A strange battle is playing out in Zambia over the Konkola Copper Mine (KCM), and it has come to court in Johannesburg as India’s Vedanta and the Zambian government wrestle for control of the assets.
The forced liquidation process of KCM, which is backed by the government, and which was launched by ZCCM Investment Holdings — the state-owned mining company that holds a 20% stake in the mine — is odd.
It is also deeply damaging for investor perceptions of Zambia as a copper-mining investment destination, despite the enormous potential latent mineral wealth.

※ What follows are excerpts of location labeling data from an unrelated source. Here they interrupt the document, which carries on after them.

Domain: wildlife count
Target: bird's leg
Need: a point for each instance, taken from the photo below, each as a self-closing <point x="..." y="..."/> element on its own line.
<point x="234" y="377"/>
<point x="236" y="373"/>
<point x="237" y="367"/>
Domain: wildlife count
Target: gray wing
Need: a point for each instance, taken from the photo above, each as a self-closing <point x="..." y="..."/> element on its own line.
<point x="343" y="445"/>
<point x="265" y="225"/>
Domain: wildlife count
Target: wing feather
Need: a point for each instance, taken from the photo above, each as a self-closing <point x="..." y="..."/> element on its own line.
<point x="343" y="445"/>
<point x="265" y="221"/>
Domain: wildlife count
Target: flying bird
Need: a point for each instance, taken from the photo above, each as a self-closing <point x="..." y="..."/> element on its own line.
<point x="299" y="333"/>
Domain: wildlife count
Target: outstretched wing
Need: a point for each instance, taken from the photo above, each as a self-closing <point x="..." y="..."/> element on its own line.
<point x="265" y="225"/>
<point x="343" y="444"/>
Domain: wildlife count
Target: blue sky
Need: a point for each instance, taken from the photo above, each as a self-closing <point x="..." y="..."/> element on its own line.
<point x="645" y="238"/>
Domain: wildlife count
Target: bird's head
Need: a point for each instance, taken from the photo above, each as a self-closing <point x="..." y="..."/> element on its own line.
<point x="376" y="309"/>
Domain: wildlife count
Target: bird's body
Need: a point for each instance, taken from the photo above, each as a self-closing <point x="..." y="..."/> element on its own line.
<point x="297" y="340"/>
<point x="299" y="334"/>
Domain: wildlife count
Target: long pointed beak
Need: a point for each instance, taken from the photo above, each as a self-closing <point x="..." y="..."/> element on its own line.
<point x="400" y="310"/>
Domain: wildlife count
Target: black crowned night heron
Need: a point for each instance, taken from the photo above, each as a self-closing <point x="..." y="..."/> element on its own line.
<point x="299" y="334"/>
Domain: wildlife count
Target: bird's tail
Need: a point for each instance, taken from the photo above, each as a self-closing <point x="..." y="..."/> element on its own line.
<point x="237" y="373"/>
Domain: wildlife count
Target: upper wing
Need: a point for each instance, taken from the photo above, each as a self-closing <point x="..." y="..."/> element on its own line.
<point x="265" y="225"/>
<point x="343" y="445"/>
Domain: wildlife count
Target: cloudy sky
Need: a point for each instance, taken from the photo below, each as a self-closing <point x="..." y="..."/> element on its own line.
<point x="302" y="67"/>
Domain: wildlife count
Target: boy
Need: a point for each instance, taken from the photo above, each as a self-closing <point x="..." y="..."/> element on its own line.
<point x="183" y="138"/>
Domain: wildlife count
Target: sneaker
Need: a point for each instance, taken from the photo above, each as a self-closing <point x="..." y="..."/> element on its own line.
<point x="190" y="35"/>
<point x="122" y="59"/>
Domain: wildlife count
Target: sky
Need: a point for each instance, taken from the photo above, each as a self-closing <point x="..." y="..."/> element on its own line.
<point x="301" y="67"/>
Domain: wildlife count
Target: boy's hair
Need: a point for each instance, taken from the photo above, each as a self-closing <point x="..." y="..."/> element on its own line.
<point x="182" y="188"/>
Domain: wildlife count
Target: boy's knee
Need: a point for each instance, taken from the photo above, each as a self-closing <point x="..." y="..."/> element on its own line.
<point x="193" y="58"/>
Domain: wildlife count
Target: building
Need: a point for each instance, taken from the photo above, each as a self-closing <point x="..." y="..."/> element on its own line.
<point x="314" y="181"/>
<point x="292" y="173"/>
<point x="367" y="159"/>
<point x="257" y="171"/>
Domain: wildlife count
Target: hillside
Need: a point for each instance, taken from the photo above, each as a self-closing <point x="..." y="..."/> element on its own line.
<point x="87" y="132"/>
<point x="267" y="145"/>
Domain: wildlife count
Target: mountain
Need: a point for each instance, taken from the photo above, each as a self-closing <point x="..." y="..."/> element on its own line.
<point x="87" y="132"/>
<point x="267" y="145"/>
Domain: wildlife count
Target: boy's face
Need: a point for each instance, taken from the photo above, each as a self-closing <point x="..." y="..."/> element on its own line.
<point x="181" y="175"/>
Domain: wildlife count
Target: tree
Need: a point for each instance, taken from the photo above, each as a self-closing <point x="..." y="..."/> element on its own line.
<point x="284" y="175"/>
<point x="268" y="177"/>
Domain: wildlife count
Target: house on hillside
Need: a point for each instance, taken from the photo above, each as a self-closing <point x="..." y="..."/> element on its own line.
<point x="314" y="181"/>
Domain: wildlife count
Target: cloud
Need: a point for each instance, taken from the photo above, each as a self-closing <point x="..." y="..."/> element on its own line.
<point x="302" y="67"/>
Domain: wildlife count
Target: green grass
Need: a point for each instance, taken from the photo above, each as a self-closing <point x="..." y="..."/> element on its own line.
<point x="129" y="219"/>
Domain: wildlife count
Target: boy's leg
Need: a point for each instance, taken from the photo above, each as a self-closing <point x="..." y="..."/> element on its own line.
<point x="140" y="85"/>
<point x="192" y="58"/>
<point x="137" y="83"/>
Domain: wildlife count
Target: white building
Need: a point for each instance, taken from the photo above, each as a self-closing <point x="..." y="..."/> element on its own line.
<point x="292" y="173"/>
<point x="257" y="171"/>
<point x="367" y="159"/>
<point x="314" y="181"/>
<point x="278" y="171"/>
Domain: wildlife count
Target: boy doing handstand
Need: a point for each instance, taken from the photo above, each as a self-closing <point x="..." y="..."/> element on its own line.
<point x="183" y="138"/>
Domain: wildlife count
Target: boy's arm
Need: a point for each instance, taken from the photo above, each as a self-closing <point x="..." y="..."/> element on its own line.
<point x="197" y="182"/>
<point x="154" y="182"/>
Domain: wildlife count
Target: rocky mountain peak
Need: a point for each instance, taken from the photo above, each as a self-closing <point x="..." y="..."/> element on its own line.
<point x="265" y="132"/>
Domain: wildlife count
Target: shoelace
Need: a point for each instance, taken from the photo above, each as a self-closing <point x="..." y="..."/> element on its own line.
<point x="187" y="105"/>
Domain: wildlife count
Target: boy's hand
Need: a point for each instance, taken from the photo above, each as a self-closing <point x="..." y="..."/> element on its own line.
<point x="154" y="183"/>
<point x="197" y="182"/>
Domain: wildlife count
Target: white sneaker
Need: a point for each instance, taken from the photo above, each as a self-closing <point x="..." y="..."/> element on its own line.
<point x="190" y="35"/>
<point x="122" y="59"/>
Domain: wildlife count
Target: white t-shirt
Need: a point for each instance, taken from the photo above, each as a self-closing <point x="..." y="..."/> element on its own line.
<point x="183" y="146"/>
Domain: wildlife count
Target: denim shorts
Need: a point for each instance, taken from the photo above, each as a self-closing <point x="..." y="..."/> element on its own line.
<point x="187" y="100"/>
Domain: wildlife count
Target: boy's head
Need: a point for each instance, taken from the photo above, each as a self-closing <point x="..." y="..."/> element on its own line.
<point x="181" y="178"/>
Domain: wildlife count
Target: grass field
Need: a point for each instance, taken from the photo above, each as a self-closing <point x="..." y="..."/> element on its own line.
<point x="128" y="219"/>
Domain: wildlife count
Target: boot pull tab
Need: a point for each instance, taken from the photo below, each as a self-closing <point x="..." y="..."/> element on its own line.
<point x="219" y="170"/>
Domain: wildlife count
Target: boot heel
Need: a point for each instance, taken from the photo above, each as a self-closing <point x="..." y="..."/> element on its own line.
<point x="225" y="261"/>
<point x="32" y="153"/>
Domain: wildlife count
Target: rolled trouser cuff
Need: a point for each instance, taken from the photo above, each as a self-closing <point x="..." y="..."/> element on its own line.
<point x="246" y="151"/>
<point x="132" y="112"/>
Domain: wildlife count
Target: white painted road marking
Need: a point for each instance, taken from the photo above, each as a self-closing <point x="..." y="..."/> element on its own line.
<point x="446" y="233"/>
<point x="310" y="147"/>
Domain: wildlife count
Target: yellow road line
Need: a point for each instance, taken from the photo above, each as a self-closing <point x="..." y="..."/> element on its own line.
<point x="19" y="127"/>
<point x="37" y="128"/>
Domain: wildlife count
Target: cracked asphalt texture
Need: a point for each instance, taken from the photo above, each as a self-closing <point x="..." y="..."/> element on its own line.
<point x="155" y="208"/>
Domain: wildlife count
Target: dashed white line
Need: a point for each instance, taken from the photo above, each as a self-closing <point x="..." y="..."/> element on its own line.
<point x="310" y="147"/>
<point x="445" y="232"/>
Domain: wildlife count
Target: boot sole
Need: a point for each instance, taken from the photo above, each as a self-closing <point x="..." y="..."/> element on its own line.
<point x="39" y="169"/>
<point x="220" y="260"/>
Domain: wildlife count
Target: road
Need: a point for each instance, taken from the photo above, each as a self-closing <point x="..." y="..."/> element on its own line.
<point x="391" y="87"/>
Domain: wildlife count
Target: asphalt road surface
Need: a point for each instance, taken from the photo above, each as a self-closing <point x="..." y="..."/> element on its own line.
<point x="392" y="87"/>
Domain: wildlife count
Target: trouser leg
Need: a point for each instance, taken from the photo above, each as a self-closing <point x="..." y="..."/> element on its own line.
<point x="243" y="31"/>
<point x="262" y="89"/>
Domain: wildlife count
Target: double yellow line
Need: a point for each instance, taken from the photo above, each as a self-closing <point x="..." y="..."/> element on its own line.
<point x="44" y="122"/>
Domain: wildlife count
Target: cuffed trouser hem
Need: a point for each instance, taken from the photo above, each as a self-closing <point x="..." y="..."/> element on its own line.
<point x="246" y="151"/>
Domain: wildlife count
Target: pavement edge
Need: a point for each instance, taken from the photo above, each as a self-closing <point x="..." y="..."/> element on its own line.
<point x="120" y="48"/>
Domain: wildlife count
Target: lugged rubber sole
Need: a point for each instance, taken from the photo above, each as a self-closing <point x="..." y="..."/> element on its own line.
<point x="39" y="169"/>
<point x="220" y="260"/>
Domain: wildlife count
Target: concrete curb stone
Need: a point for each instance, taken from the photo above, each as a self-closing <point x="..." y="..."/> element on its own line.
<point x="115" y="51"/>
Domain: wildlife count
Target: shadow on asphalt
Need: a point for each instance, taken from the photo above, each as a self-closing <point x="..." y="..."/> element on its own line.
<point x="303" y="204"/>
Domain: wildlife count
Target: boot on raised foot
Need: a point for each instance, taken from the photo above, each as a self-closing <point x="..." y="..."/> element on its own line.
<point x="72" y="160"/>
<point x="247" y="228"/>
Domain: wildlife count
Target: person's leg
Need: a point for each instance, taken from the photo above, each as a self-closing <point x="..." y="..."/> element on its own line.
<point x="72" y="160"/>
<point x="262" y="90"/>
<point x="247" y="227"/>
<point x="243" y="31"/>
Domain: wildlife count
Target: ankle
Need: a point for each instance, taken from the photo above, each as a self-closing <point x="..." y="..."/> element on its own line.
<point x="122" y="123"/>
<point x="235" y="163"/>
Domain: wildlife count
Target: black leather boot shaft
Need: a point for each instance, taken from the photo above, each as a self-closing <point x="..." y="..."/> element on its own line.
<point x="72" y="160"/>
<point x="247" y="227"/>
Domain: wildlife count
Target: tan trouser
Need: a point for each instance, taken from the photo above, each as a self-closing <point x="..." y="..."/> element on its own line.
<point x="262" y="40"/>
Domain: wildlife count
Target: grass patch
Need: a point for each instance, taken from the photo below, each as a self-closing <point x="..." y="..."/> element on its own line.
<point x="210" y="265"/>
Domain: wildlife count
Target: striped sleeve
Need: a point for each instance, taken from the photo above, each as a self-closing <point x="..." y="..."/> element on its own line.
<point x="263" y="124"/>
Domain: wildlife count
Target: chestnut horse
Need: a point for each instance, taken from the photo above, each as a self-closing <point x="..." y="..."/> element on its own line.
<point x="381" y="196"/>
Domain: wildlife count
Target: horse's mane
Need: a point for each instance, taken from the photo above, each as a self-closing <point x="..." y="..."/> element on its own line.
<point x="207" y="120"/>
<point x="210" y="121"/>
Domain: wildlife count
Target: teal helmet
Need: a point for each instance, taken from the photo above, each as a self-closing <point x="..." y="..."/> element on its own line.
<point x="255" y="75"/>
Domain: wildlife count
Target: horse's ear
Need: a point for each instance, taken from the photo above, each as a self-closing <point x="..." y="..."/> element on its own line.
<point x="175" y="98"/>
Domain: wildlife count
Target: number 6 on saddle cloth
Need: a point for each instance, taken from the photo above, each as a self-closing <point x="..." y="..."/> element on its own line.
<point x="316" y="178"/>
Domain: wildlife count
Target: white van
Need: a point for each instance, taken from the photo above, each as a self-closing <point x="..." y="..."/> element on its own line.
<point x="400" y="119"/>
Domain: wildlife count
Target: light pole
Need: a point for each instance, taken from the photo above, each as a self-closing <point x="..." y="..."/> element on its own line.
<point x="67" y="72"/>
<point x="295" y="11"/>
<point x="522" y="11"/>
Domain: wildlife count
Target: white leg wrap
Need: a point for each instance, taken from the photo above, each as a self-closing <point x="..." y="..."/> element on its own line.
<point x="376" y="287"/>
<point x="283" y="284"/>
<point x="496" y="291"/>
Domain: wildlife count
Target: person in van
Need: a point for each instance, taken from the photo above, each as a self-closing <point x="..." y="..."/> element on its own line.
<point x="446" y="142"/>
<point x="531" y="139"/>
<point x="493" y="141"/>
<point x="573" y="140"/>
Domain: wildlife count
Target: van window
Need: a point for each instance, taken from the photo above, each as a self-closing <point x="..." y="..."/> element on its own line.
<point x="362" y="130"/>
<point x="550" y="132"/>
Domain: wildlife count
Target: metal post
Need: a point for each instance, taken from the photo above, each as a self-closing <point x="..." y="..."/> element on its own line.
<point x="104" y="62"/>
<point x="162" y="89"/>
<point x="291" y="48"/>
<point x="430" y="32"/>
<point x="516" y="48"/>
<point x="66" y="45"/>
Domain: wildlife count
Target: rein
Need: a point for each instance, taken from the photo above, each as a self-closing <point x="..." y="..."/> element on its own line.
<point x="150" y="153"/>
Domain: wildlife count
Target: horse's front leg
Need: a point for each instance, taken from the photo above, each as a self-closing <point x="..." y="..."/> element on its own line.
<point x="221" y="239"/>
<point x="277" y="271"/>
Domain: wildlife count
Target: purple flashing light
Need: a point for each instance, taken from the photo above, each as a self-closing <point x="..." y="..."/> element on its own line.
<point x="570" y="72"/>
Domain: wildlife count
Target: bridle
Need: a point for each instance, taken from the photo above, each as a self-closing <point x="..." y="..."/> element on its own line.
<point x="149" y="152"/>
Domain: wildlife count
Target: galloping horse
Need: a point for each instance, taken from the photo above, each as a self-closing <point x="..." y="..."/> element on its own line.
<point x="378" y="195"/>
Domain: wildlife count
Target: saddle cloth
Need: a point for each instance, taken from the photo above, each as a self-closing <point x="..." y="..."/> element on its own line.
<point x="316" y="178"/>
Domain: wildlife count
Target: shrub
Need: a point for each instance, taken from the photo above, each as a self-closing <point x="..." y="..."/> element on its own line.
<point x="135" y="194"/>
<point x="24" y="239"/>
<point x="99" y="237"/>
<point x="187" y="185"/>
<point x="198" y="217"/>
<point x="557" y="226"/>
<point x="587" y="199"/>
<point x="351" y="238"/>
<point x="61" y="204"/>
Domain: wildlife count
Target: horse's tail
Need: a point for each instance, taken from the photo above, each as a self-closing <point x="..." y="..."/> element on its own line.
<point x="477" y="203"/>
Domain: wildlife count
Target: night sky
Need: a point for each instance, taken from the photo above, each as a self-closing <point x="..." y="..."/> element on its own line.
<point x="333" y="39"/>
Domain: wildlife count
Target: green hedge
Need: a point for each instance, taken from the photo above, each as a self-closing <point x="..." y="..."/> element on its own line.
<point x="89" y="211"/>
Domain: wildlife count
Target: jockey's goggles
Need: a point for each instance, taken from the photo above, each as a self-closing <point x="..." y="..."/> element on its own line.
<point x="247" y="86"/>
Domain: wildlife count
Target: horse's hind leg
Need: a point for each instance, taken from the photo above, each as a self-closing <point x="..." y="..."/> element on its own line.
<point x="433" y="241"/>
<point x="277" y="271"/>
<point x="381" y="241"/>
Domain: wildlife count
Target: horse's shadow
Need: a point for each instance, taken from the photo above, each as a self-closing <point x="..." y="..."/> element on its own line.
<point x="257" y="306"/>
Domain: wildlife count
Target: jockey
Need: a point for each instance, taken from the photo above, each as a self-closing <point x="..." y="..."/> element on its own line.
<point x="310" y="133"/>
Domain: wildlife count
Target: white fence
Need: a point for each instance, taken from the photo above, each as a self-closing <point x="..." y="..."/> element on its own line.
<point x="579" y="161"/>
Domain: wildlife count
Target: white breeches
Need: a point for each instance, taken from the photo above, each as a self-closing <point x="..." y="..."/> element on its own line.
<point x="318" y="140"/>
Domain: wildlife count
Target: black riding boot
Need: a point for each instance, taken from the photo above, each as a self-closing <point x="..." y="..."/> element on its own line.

While the matter has largely been fought in Zambia, it is now before the high court in Johannesburg where Vedanta, which has restarted large-scale zinc mining in SA, is asking for the liquidation to be halted and for international arbitration to be started in Johannesburg.
Vedanta has invested $3bn in Zambia over the past 15 years to bring the mine to account and to build a new smelter. There is clearly something very wrong with the relationship with the government that has now taken such a hard, uncompromising line with Vedanta. Both sides have put their views out but seeing through the spin and posturing is difficult.
It is something that SA must avoid at all costs. It has developed a poor reputation as an investor-friendly mining investment destination, particular during the tenure of then-mineral resources minister Mosebenzi Zwane. The last thing SA needs is an antagonistic relationship with a major mining company that spins out of control and beyond reason, such as the KCM matter in Zambia, where the state blows hot and cold on its stance towards mining and cannot provide concrete tax regimes.
Vedanta went into Zambia with what it thought were water-tight contracts with ZCCM and the state, but the way these agreements are being handled by the government will surely make any other large investor in the mining sector think carefully before they put any money into the country.